A Polish company sold chemical fertilizer to Norwegian bomber and gunman Anders Behring Breivik but the transaction was entirely legal and police have made no arrests, the Polish internal security agency said Monday.

Breivik killed more than 90 people in last Friday's bomb attack and shooting rampage that stunned Norway.

"According to our experts, the materials bought in Poland were not critical for the construction of the bomb," the deputy head of the ABW agency, Pawel Bialek, told a news conference.

"At this stage, the information and materials we have do not indicate that the relations with the terrorist were anything other than commercial."

Bialek said the owner of the company, which he did not name, was cooperating fully with the authorities in their investigation.

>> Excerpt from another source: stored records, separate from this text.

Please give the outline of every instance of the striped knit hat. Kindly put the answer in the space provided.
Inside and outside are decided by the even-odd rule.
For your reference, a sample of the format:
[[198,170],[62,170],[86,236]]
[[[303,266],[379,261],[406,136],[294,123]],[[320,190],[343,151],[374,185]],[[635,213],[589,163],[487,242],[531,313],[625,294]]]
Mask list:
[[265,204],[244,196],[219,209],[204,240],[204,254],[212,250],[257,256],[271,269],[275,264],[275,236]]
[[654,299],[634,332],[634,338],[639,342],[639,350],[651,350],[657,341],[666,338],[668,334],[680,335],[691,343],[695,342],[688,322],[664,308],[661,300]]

He added that the firm had sold over 100 kg of one substance and several hundred grams of another.

The transaction was made over the Internet and there is no evidence that Breivik ever visited Poland, Bialek said.

Breivik also tried unsuccessfully to buy weapons in the Czech Republic, Bialek added.

In a rambling, 1,500-page online manifesto, Breivik, who has confessed to the killings, portrays himself as a crusader defending Europe against a tide of Islam.

He names the 17th century Polish king Jan III Sobieski, who defeated the Ottoman Turks at the gates of Vienna, as one of his heroes, Polish media have reported.